Editorial: Preserve Access To Outdoors
Source: The Columbian
The importance of congressional support for the federal Land and Water Conservation Fund is ... well, let's allow Sen. Maria Cantwell to explain: "The Land and Water Conservation Fund is the country's most successful conservation law, supporting an outdoor economy of more than $600 billion annually and six million American jobs," said the Washington Democrat and ranking member of the Senate Committee on Energy and Natural Resources. "The LWCF is essential to preserving America's public outdoor spaces, which improve our quality of life and provide important recreational and cultural opportunities."
The Land and Water Conservation Fund, signed into law 50 years ago, has played a role in providing additions to national parks, national wildlife refuges and national forests, and has contributed to habitat preservation. "In Washington state," Cantwell said, "the LWCF has helped preserve places like the Columbia River Gorge, Lake Chelan, and Olympic National Park, and it has improved management of our public lands." The fund also provides matching grants to states and communities so they can create and protect local parks, trails and greenspaces.
But despite boasting a long list of successes and playing a vital role in the conservation of wilderness areas, the Land and Water Conservation Fund has become a target for critics in the Republican-led Congress.
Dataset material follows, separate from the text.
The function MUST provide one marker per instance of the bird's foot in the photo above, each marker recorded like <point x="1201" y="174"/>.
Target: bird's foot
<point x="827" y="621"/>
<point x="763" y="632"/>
Both the Senate and the House have passed nonbinding resolutions that would allow for the transfer of federal public lands to the states, with the exception of national parks and monuments. In other words, there are some in Congress who see no problem with land now owned by all of the people potentially being auctioned off by a cash-strapped state. In other words, there are some in Congress who believe that allowing "increased resource production" — as called for in the House resolution — is preferable to unfettered, pristine natural beauty.
Today, Cantwell's committee, chaired by Lisa Murkowski, R-Alaska, will hear testimony "on the reauthorization of and potential reforms to" the fund, and we'll make this easy for them: The Land and Water Conservation Fund should be permanently reauthorized before it expires in September. A bill currently in the House would provide such reauthorization, and it borrows language from a Senate bill sponsored by Cantwell earlier this year. Rep. Dave Reichert, R-Wash., is the only Northwest representative who has signed on to the proposal thus far, and we urge Rep. Jaime Herrera Beutler, R-Camas, and other regional representatives to lend their support.
Meanwhile, the debate in Congress is disconcerting to supporters of the fund. For example, the buzz word of "reforms" in the committee's hearing agenda all too often means budget cuts that gut programs regardless of their proven effectiveness.
The Land and Water Conservation Fund is supported not through taxes, but primarily through fees on companies that drill for oil and gas on the continent's outer shelf. As Wilderness.org explains, "The Land and Water Conservation Fund is based on a simple idea: When you deplete the earth's finite natural resources, some of the proceeds should pay to strengthen conservation." Since the 1970s, funding has been set at $900 million annually, but money routinely has been diverted away from the fund and used for other purposes.
All of this is problematic for a fund that helps ensure the wilderness and the public access that help define the United States. Having vast swaths of land owned by the people and for the people is sacrosanct and should be protected by Congress.